I can’t remember. Is the dead body encased in ice at the beginning of John Harvey’s Good Bait, or is it in Sara J. Henry’s A Cold and Lonely Place? Oh, yes, it’s in both, although not, of course, the same frozen corpse.
In Good Bait (Pegasus, digital galley via NetGalley)), the discovery of the body of a Moldavan teenager on Hampshire Heath jumpstarts DCI Karen Shields’ homicide investigation, which will eventually tie into Cornwall detective Trever Cordon’s search for a missing prostitute.
Both cases, which alternate by chapter, are confusing, and Cordon’s strains credibility. Still, the deft stand-alone from Harvey is especially strong in its characterizations; it’s also the third novel I’ve read in a month (after David Baldacci’s The Innocent and Peter Robinson’s Waiting in the Dark) dealing with human trafficking. Without realizing it, the writers are upping each other when it comes to horrific details.
Henry’s A Cold and Lonely Place (Crown, digital galley via NetGalley) is the sequel to her compulsively readable Learning to Swim, which introduced free-lance reporter Troy Chase. Here, Troy, who lives in Lake Placid, is covering the preparation for the Winter Ice Carnival at Saranac Lake when the ice cutters see the shadow of a man underneath the ice. Troy recognizes Tobin Winslow, the frat-boy slacker boyfriend of her roommate, Jessamyn, who had made a habit of dropping in and out of town and Jessamyn’s life. Was his death an accident, suicide or murder?

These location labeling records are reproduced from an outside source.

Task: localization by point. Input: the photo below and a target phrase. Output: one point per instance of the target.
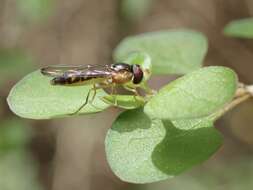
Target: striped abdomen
(72, 81)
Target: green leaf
(171, 51)
(240, 28)
(14, 63)
(133, 10)
(35, 10)
(194, 95)
(124, 101)
(34, 97)
(140, 150)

Partly to help Jessamyn, and then Troy’s sister, as well as to write an investigative story, Troy delves into the secret lives of Tobin and his wealthy family. A long-ago drowning suggests a connection, but so do events in Lake Placid with its transient population of snow jocks and Olympics trainees.

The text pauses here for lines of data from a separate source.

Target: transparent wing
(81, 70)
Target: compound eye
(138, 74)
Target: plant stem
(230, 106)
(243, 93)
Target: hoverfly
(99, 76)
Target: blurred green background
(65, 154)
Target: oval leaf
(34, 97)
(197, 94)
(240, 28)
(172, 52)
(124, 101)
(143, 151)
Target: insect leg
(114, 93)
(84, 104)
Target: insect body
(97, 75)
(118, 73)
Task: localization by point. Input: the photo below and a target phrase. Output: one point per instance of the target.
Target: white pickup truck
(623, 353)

Henry writes with the crispness of a journalist, and her appealing characters (some returning from her first novel) and the well-drawn atmosphere make up for a rather undernourished plot. I want more of Troy, her faithful dog and a certain out-of-town detective.
“History is like the kitchen sink,” observes a character in Alan Bradley’s Speaking from among the Bones (Random House, digital galley via NetGalley). “Everything goes round and round until, eventually, sooner or later, most of it goes down the waste pipe. Things are forgotten. Things are mislaid. Things are covered up. Sometimes, it’s simply a matter of neglect.”

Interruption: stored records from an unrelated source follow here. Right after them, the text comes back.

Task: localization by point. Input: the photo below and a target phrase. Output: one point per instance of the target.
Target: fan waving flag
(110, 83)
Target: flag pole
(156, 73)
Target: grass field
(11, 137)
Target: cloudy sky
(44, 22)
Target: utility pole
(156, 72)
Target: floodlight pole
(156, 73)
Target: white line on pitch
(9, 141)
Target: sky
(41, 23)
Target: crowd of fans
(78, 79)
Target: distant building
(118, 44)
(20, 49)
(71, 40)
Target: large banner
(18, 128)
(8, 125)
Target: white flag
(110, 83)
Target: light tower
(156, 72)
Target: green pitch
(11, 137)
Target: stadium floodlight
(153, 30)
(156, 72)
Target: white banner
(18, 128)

Nothing would ever be lost if it were up to precocious 11-year-old Flavia de Luce, who cooks up poisons in her late uncle’s lab in her ancestral home Buckshaw and who wheels around her 1950s English village on a bicycle named Gladys, digging up mysteries at every turn. In her fifth outing, Flavia’s actual digging reveals an underground tunnel leading to a burial vault beneath the village church. It also leads to one of the book’s funniest scenes — when muddy Flavia rises from a grave in the churchyard and frightens the vicar’s wife. Of course, she has a good excuse for being there, as she hopes to discover who killed the church organist and perhaps recover a valuable jewel from an ancient bishop’s grave, which may keep Buckshaw from bankruptcy.
Oh, Flavia, she’s so delightfully sneaky, shivering with delight when Inspector Hewitt tells her that there are dangerous killers on the loose, “the words which every amateur sleuth lives in eternal hope of hearing.” No surprise she was sacked from the Girl Guides “for having an excess of high spirits.” This high-spirited tale, though, offers quite a few surprises, including new information about Flavia’s missing mother, Harriet. More, please.